Eren si fermò davanti a un locale molto raffinato e aprì la porta, facendo entrare prima il più basso.
Un cameriere in smoking, con un tovagliolo color panna appoggiato al braccio, si avvicinò alla coppia.
«Abbiamo prenotato un tavolo per due a nome Jaeger.»
Il cameriere chinò il capo e li condusse silenziosamente al tavolo numero 15.
I due si sedettero dopo aver appoggiato le giacche sugli schienali delle rispettive sedie.
«Eren?» chiese Armin, «Sei proprio sicuro? Questo posto costerà un occhio della testa.»
«Tranquillo.» rispose il castano, «Il proprietario è un caro amico di famiglia.
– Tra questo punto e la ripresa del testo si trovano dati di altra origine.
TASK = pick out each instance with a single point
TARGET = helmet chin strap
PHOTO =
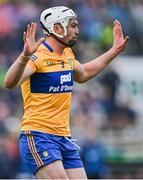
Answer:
(70, 44)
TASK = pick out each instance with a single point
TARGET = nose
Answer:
(77, 31)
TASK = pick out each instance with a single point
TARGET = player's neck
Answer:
(57, 46)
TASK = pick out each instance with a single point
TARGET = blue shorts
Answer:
(39, 149)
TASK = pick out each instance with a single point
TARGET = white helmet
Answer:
(59, 14)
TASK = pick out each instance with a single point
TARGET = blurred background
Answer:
(107, 111)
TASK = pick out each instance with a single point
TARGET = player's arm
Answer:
(84, 72)
(20, 69)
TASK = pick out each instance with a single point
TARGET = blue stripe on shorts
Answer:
(39, 149)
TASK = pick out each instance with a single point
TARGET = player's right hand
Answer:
(30, 45)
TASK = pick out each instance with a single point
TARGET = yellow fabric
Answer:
(48, 112)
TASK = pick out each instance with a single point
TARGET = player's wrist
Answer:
(24, 59)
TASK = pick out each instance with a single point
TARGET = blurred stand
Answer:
(106, 113)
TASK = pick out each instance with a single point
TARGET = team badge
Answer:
(45, 153)
(62, 64)
(49, 63)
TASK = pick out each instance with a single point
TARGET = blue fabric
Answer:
(52, 82)
(57, 148)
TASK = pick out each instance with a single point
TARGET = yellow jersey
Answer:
(47, 93)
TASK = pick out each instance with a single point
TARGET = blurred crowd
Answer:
(100, 122)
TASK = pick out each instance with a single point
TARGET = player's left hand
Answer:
(120, 41)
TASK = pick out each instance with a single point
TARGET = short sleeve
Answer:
(72, 56)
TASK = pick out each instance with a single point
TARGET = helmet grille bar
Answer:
(49, 14)
(65, 10)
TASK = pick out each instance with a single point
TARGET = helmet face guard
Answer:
(59, 14)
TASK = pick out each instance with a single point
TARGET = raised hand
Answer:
(120, 41)
(30, 45)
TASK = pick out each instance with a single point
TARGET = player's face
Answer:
(72, 32)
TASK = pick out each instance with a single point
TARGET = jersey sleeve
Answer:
(73, 57)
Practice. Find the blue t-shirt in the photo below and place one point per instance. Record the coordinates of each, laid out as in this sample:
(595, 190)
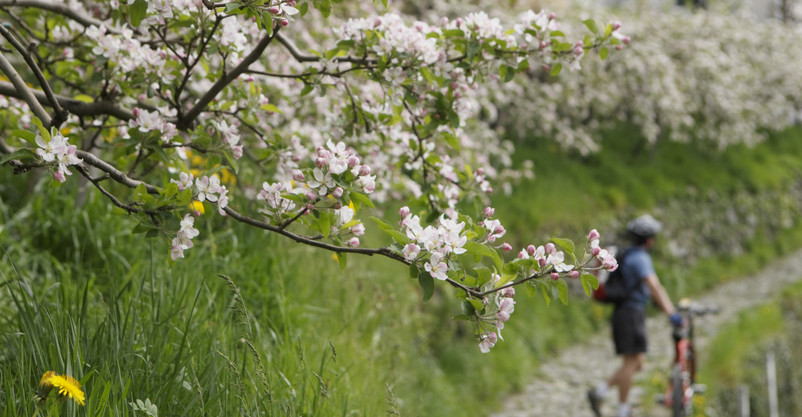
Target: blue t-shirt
(635, 268)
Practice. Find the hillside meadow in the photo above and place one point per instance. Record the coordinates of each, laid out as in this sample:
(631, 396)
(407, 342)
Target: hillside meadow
(251, 324)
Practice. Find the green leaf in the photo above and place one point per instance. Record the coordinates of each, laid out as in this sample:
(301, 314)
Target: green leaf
(25, 135)
(452, 140)
(19, 154)
(589, 283)
(42, 131)
(545, 292)
(343, 260)
(427, 74)
(562, 290)
(397, 236)
(267, 21)
(566, 244)
(555, 69)
(270, 107)
(414, 271)
(382, 224)
(591, 24)
(477, 248)
(138, 11)
(427, 285)
(362, 199)
(84, 98)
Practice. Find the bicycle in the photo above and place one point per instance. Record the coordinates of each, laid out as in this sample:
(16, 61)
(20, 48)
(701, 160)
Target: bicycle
(682, 381)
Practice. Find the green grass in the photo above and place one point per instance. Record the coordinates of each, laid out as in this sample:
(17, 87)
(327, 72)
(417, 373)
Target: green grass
(292, 333)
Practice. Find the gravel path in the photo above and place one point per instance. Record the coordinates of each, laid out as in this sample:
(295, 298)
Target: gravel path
(559, 388)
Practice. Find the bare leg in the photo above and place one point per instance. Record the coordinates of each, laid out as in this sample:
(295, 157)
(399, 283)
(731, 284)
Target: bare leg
(631, 364)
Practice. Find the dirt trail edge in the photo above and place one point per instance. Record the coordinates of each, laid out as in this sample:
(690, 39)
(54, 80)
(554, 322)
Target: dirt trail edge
(560, 386)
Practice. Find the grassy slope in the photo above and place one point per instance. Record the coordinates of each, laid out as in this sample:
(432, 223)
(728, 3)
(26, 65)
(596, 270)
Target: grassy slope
(109, 307)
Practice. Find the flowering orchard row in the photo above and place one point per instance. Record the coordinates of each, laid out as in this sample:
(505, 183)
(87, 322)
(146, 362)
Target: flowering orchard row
(723, 79)
(157, 103)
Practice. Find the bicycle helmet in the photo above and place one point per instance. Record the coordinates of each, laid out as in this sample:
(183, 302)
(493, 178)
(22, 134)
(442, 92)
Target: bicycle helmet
(644, 226)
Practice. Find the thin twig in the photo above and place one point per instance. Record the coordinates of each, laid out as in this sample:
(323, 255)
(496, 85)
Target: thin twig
(300, 57)
(127, 207)
(56, 7)
(76, 107)
(23, 91)
(186, 121)
(60, 114)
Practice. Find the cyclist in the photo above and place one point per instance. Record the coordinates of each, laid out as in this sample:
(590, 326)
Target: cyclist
(629, 317)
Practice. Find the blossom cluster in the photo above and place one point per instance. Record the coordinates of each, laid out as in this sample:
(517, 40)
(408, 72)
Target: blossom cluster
(183, 240)
(683, 78)
(207, 188)
(147, 121)
(57, 149)
(439, 242)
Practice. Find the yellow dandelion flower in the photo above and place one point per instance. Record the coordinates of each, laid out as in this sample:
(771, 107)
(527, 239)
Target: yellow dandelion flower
(66, 385)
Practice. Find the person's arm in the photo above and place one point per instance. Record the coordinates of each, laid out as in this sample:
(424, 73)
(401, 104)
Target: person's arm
(659, 294)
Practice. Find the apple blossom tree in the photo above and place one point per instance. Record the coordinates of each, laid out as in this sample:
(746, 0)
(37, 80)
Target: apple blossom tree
(278, 115)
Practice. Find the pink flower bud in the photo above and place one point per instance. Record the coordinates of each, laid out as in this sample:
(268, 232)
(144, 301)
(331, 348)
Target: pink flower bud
(370, 187)
(550, 248)
(59, 176)
(403, 212)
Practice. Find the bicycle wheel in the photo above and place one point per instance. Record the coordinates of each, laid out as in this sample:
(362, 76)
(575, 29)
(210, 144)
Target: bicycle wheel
(677, 393)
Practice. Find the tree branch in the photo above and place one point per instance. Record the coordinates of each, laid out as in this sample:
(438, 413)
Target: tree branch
(23, 91)
(56, 7)
(60, 114)
(300, 57)
(186, 121)
(76, 107)
(114, 173)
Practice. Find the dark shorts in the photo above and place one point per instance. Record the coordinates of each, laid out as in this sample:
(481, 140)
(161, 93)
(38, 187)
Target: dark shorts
(629, 331)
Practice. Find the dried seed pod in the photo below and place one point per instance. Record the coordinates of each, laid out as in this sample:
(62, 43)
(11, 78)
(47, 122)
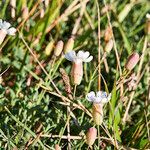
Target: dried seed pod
(97, 113)
(108, 34)
(132, 61)
(77, 73)
(91, 136)
(58, 48)
(109, 46)
(69, 45)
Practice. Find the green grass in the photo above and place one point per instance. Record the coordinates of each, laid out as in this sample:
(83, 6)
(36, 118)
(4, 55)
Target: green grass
(34, 106)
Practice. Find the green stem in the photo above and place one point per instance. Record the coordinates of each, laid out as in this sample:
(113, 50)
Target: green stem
(98, 136)
(74, 93)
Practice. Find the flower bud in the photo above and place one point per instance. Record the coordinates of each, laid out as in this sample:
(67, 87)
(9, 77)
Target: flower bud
(49, 48)
(57, 147)
(147, 26)
(97, 113)
(77, 73)
(91, 136)
(42, 12)
(132, 61)
(109, 46)
(69, 45)
(2, 35)
(59, 48)
(108, 34)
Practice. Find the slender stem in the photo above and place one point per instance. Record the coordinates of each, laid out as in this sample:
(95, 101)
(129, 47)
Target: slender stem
(74, 93)
(99, 52)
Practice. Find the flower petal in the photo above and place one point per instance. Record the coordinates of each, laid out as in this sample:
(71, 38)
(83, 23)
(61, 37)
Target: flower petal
(91, 96)
(88, 59)
(1, 23)
(70, 56)
(86, 55)
(11, 31)
(6, 25)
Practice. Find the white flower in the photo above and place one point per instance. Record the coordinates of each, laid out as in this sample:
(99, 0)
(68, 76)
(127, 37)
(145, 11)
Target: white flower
(6, 27)
(81, 56)
(99, 97)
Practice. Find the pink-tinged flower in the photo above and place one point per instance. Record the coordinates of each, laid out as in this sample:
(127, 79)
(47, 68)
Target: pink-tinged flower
(98, 99)
(147, 26)
(109, 46)
(132, 82)
(97, 113)
(57, 147)
(77, 68)
(91, 136)
(132, 61)
(58, 48)
(5, 28)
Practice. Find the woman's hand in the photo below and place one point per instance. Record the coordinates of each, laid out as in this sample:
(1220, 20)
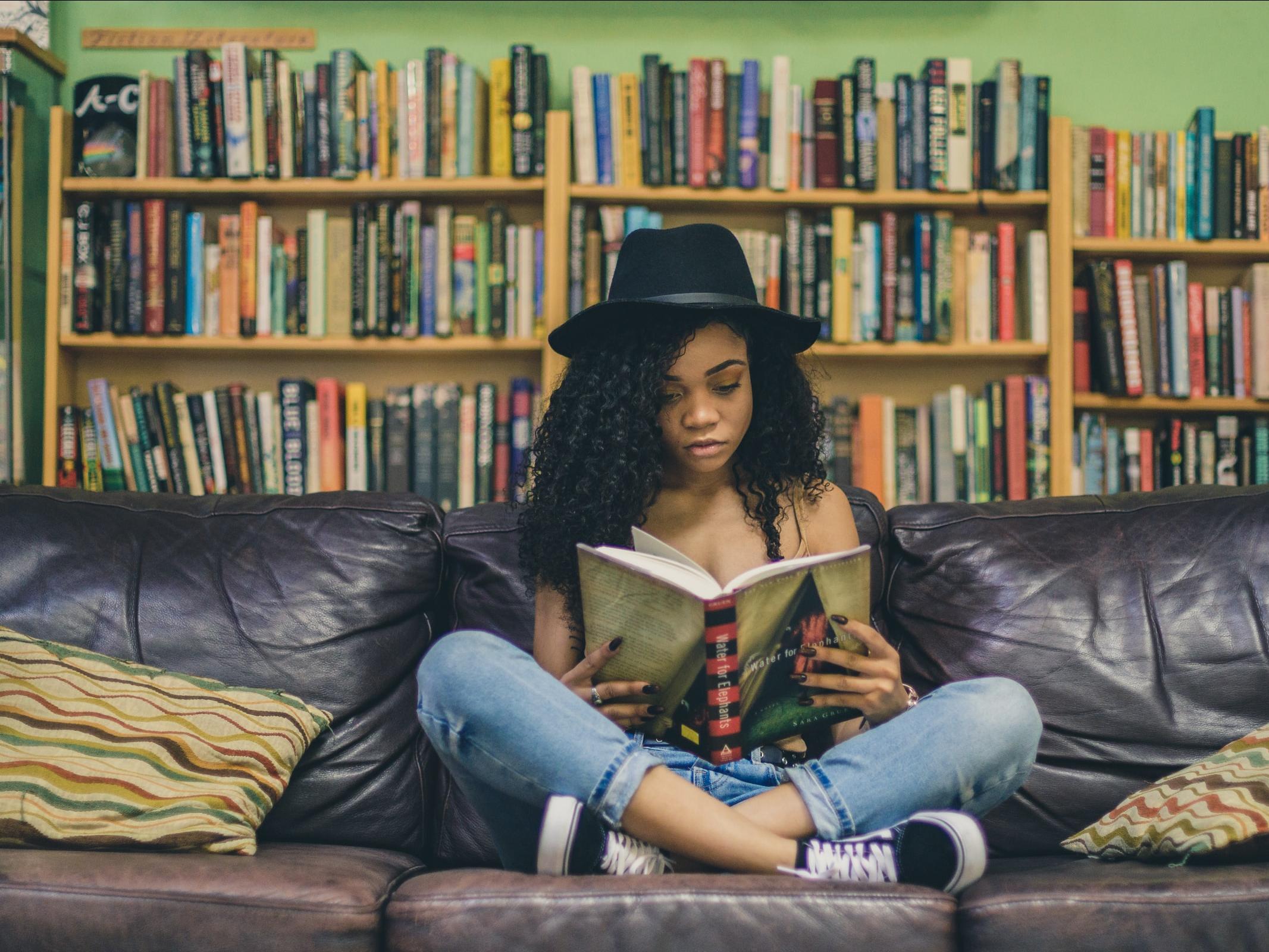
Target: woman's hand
(626, 715)
(875, 688)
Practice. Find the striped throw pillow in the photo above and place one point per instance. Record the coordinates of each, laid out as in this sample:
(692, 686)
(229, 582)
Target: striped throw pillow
(98, 753)
(1221, 804)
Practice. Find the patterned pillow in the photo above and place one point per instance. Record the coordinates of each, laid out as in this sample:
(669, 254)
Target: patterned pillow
(98, 753)
(1221, 804)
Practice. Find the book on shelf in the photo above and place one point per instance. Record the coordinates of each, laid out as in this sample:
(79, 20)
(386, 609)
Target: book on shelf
(721, 654)
(435, 440)
(707, 127)
(1230, 451)
(967, 447)
(240, 113)
(388, 270)
(907, 278)
(1157, 333)
(1178, 184)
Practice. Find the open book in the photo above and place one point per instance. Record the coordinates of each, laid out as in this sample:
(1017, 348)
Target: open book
(722, 654)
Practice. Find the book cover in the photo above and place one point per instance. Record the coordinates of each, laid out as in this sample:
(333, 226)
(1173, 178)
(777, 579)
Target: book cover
(722, 655)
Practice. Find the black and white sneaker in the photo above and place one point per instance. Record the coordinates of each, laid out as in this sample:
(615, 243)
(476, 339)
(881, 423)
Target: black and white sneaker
(571, 842)
(941, 848)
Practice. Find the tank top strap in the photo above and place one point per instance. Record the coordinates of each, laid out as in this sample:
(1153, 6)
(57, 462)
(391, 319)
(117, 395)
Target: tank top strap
(796, 505)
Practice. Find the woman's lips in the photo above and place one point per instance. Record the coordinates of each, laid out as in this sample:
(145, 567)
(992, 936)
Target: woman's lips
(706, 450)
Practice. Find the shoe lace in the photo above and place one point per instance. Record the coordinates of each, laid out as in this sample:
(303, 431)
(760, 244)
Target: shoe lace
(870, 861)
(623, 856)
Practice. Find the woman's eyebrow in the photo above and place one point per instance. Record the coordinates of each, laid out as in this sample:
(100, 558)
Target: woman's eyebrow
(712, 371)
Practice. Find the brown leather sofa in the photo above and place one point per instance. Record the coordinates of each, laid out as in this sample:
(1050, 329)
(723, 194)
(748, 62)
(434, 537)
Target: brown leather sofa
(1138, 622)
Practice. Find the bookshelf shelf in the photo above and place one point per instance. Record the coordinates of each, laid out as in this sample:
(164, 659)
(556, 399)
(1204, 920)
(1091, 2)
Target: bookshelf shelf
(319, 189)
(1170, 405)
(896, 198)
(1167, 248)
(201, 362)
(1023, 349)
(305, 346)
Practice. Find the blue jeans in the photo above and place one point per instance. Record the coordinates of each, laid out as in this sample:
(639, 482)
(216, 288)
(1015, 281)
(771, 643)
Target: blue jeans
(512, 735)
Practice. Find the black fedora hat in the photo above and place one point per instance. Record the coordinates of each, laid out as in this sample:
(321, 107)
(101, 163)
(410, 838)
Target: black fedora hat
(688, 270)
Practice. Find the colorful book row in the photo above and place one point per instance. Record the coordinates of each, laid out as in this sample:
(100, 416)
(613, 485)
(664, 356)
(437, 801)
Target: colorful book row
(388, 270)
(917, 278)
(455, 447)
(706, 127)
(1161, 334)
(1196, 183)
(1110, 460)
(250, 113)
(974, 449)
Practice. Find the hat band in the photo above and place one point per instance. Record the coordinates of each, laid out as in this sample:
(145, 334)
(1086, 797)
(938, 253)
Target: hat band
(702, 298)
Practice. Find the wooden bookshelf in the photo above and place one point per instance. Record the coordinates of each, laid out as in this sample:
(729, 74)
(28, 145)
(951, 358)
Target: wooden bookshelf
(315, 189)
(299, 345)
(905, 349)
(911, 371)
(1169, 405)
(201, 362)
(1169, 248)
(908, 371)
(889, 198)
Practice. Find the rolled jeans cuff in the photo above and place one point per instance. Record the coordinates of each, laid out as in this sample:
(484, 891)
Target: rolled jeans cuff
(829, 812)
(619, 781)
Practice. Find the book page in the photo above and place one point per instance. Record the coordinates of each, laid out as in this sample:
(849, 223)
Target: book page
(650, 544)
(787, 565)
(662, 625)
(690, 578)
(772, 617)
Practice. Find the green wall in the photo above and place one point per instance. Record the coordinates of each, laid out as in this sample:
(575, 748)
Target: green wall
(1127, 65)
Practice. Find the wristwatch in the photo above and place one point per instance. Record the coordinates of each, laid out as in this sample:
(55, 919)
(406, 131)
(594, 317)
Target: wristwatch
(913, 697)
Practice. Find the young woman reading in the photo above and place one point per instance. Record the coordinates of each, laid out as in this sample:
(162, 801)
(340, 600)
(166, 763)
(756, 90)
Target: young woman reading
(685, 412)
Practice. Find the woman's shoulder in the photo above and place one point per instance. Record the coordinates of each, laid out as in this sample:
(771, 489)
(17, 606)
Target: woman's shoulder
(826, 519)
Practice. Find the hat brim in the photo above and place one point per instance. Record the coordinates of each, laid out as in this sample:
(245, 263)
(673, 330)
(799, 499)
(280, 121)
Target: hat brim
(592, 324)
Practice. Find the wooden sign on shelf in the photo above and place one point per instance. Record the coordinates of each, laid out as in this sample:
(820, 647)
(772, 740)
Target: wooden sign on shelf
(197, 39)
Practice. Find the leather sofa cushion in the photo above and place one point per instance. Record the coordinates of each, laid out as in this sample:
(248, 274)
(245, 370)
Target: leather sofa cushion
(1136, 622)
(470, 909)
(1064, 903)
(324, 597)
(484, 589)
(290, 897)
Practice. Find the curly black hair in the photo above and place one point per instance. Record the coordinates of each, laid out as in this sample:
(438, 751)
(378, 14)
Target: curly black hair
(597, 453)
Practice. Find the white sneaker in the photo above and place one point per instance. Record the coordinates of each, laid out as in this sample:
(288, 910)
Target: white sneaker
(941, 848)
(574, 843)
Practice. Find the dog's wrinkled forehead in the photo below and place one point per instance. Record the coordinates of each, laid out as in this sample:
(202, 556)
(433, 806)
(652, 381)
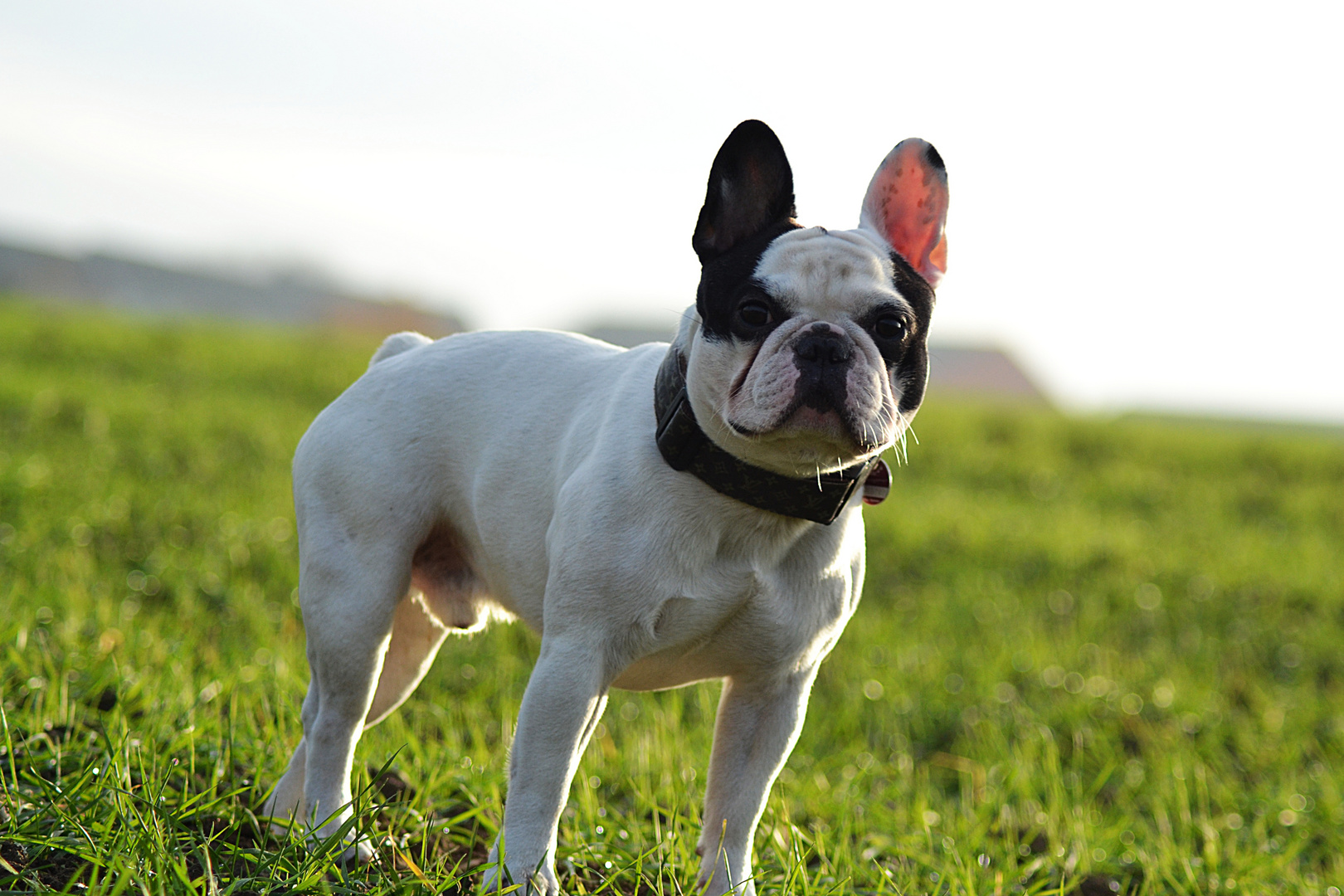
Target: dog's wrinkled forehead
(828, 275)
(824, 273)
Sentiti libero di scegliere quello che vuoi.»
Una decina di minuti dopo, i due avevano ordinato le portate e passarono il tempo d'attesa conversando e ascoltando la musica suonata dal vivo al piano su un palco poco distante.
«Allora...» cominciò Armin, «perché dovrebbe essere un'occasione speciale?»
Eren sorrise.
«Sono nella squadra di atletica delle prossime paraolimpiadi.»
Le labbra di Armin si schiusero: era piacevolmente sorpreso.
«Da quanto lo sai?»
«Da un paio di settimane, in realtà.»
Il biondo aggrottò le sopracciglia, contrariato.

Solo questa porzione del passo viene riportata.